How can we all prepare for Life's 'weather' challenges that may come our way? What is the 'gear' we can gather together that will help to make the going a little easier?


Back in my early 30s, when I was a mother of 3, I had no map to follow on the journey of 'adulting'. Each day I felt like I was like navigating through fog without a compass. I was lost and suffering, with inner pain so great that I wanted to scratch my face in hopes of finding some relief, or at least something else to focus on. I know, that didn’t make much sense -  but nothing was making sense to me at that time. I felt like I was going mad. Through all of my searching I still felt lost. Until …


One day, I happened upon a support group of sorts that led me to lessons in spiritual philosophy. I began to grow a faith that worked for me. I found a belief in something greater - an 'Infinite Reality' that connected … everything. I learned that if there is just one Infinite Expression of Life, there can’t be anything outside of It, so I, too, must be part of this Life. I am part of the connective web that holds everything together! I have purpose in just being me, exactly the way I am! WOW!


This wasn’t just an abstract philosophy for me. It manifested in practical ways. When my children struggled, I found a patience I didn’t know I had access to. When we were financially squeezed, I learned to trust the Flow of Life and my inner resources. With challenging relationships, I began to see them as mirrors reflecting lessons back to me that revealed what I needed to learn. My former desperation turned into a deep understanding that 'Life is FOR me'... even during the rough times.

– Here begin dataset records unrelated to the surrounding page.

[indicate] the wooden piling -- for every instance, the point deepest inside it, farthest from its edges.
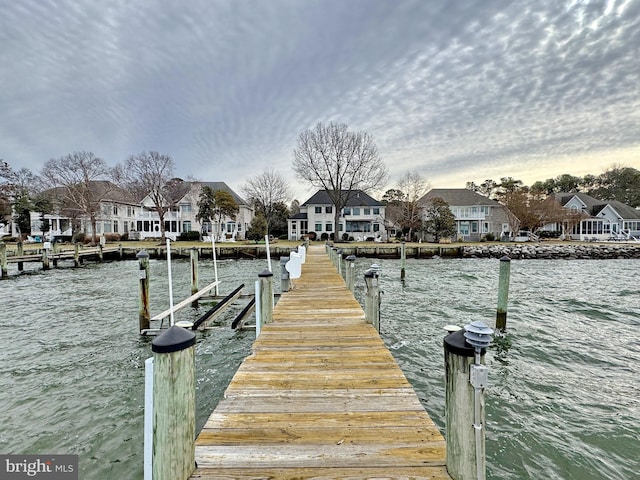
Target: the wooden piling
(143, 274)
(285, 281)
(20, 252)
(45, 258)
(503, 293)
(463, 454)
(350, 274)
(372, 299)
(3, 260)
(194, 274)
(266, 297)
(174, 404)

Now, when a storm hits, I have a strong foundation upon which I stand. I have a faith. Each downpour and moment of darkness has given me the opportunity to deepen in trust. The storms come and go, but my ability to weather them (together with others), with preparation, faith and grace – remains constant. I have been witness to the affirmative results of my faith practices over, and over, and over. I am a believer in a bigger idea of expanding Goodness. Sure, life and death happen. That is a given. How we dance the in-between days is totally up to each one of us.